A chave é aproveitar as chamadas do upssched-cmd para executar os scripts apropriados ou fazer solicitações HTTP aos endpoints do seu serviço de alertas. Dessa forma, qualquer evento crítico do UPS ficará visível no mesmo ecossistema onde você já monitora o status do restante da sua infraestrutura.
Boas práticas de segurança ao expor NUTs em uma rede
Como qualquer serviço acessível pela rede, o daemon NUT deve ser configurado com a segurança em mente desde o início . Não podemos esquecer que ele pode, em última instância, desligar máquinas críticas, portanto, é melhor proceder com cautela.
A primeira camada de proteção consiste em usar nomes de usuário e senhas fortes no arquivo upsd.users, evitando senhas triviais ou compartilhadas com outros serviços. Também é recomendável restringir as permissões de cada usuário ao estritamente necessário: nem todos precisam executar comandos administrativos.
No arquivo upsd.conf, é uma boa prática limitar os endereços que podem se conectar ao daemon usando diretivas como LISTEN, apontando apenas para IPs específicos ou tornando o serviço acessível somente a partir da rede de gerenciamento. Combinado com regras de firewall, isso pode reduzir significativamente a superfície de ataque.
Em ambientes críticos para a segurança, considere compilar o NUT com suporte a SSL/TLS e criptografar as conexões entre o servidor mestre e os servidores escravos, especialmente se elas passarem por redes não confiáveis. E, como sempre, revise os logs regularmente para detectar tentativas de acesso não autorizado ou comportamentos incomuns.
Por fim, é recomendável manter o sistema operacional e o NUT atualizados , aplicando patches de segurança e novas versões de software assim que forem lançadas, para reduzir o risco de vulnerabilidades conhecidas.

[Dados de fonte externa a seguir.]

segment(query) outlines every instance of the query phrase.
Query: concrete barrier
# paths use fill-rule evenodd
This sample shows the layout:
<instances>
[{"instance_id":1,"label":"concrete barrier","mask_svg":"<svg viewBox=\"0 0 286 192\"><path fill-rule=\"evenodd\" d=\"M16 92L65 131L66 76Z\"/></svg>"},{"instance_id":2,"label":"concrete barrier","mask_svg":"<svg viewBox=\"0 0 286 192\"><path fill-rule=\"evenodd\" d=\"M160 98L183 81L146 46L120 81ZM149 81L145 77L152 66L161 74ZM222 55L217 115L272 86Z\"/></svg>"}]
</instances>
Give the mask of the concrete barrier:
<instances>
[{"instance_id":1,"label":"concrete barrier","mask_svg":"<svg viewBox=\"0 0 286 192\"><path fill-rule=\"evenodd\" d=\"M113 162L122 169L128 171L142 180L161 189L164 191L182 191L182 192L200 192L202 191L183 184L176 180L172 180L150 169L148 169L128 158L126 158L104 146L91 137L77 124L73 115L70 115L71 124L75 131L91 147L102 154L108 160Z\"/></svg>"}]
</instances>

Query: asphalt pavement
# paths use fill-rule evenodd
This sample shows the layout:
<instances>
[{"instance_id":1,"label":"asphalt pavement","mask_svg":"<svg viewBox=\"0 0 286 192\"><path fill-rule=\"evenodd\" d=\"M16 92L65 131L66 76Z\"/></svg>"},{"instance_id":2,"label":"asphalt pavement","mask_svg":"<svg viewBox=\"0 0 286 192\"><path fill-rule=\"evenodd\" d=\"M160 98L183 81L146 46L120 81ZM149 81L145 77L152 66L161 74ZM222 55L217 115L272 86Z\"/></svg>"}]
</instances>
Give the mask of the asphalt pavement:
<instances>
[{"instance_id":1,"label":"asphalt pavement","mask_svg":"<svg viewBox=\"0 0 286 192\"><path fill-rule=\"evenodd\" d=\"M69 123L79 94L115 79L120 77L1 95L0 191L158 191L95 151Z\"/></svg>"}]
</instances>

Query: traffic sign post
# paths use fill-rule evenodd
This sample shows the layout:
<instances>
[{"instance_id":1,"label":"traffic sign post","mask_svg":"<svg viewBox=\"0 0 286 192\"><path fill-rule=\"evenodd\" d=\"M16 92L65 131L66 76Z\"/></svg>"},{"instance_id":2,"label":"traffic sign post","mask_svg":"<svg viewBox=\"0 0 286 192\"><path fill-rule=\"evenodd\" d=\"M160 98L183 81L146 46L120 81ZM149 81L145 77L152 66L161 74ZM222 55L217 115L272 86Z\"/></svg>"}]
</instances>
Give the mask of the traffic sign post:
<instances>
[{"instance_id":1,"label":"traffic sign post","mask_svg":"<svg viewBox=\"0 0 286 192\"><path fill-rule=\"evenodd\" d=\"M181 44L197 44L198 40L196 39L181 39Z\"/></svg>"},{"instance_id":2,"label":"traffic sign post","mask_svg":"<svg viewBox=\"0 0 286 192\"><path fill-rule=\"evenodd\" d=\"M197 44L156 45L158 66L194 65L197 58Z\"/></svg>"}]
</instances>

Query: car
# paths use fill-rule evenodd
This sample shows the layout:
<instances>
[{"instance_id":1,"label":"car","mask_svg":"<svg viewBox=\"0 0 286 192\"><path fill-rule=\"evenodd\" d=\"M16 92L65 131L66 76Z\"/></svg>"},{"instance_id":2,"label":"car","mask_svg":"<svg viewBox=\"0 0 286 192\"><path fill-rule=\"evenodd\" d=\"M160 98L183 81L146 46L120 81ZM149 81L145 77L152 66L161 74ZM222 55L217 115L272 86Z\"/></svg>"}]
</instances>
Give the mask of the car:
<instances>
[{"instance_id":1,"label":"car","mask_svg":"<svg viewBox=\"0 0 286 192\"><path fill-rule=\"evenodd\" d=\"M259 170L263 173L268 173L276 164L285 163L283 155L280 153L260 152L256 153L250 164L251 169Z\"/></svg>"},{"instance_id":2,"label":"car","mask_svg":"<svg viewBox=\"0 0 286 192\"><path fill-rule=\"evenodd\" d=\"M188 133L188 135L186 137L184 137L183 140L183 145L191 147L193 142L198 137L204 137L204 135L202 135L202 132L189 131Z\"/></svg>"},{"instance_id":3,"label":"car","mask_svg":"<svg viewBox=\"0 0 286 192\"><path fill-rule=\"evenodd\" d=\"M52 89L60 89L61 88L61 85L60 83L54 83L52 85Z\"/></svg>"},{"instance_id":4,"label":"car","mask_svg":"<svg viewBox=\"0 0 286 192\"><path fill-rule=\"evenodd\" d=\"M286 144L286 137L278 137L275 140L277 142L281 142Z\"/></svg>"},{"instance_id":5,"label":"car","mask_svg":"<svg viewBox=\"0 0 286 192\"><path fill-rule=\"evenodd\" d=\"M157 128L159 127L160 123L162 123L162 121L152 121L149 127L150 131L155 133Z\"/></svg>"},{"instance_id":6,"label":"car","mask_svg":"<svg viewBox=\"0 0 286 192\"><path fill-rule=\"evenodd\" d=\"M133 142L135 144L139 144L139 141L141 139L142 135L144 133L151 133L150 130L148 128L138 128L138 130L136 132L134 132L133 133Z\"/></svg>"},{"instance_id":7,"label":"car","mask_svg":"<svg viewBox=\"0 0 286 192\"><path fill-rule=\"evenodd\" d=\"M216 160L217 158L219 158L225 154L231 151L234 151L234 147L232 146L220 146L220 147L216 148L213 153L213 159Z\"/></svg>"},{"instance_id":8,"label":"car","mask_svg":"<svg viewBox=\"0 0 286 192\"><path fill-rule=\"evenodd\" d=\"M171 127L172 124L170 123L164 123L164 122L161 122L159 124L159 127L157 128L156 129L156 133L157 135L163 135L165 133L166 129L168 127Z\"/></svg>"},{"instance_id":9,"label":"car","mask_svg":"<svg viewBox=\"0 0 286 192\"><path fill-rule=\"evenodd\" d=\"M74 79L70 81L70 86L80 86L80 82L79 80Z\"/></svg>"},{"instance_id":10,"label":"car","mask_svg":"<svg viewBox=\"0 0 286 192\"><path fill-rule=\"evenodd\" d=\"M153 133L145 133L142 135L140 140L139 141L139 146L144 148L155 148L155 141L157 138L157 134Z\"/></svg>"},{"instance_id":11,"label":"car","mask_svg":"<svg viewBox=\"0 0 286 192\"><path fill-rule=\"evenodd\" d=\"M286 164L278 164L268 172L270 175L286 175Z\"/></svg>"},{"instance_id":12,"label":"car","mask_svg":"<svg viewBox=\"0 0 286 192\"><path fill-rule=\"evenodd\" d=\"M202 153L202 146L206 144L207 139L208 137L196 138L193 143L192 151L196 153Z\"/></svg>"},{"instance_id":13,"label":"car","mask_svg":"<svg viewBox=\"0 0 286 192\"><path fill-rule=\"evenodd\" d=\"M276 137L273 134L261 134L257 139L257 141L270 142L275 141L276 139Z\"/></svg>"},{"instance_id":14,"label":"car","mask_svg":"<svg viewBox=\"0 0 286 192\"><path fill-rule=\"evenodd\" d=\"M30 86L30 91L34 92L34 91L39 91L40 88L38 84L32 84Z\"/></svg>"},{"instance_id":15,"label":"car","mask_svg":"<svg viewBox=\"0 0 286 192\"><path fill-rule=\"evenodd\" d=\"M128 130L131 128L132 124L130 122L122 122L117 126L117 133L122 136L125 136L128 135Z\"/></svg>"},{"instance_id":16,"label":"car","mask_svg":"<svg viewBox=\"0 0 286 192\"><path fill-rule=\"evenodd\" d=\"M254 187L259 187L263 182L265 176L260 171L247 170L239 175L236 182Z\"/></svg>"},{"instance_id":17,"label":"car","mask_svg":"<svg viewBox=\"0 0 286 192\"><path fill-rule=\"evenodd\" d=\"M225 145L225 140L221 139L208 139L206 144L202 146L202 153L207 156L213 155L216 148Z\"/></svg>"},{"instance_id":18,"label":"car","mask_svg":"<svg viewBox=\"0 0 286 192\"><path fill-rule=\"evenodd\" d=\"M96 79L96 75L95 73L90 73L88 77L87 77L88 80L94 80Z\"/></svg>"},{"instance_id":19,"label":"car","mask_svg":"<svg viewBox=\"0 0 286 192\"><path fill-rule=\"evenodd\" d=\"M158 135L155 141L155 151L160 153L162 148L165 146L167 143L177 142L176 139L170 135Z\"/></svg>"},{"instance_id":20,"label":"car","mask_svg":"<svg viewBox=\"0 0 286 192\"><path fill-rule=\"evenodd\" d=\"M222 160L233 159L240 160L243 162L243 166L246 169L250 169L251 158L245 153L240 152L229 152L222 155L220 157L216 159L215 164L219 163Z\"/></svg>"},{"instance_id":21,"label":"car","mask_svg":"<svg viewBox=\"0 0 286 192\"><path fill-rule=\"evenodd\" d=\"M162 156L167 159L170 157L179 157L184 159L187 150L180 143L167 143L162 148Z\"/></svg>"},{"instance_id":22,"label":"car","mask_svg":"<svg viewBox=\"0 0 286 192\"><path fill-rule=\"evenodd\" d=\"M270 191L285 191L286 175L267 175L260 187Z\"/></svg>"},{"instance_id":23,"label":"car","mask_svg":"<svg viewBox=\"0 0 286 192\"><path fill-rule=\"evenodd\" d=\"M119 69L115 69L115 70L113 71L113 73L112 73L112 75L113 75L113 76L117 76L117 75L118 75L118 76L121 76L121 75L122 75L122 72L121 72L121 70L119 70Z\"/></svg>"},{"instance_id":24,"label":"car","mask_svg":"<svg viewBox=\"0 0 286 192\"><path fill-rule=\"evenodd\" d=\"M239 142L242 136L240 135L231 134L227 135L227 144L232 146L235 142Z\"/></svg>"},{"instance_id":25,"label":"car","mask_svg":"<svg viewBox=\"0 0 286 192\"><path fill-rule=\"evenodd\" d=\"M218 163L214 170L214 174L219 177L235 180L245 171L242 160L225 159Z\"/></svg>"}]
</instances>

Ter um nobreak é apenas metade da batalha; a outra metade envolve configurar um sistema de software de desligamento automático bem ajustado que combine ferramentas como o NUT, um Raspberry Pi leve, clientes escravos em computadores diferentes e uma estratégia sólida de notificação e segurança. Ao configurar cuidadosamente os arquivos em /etc/nut/, ajustar o script upssched-cmd e monitorar os logs, você pode ter um sistema robusto que responde rapidamente a quedas de energia, protege seus dados e oferece flexibilidade mesmo quando o fabricante deixa de oferecer suporte oficial para o seu ambiente.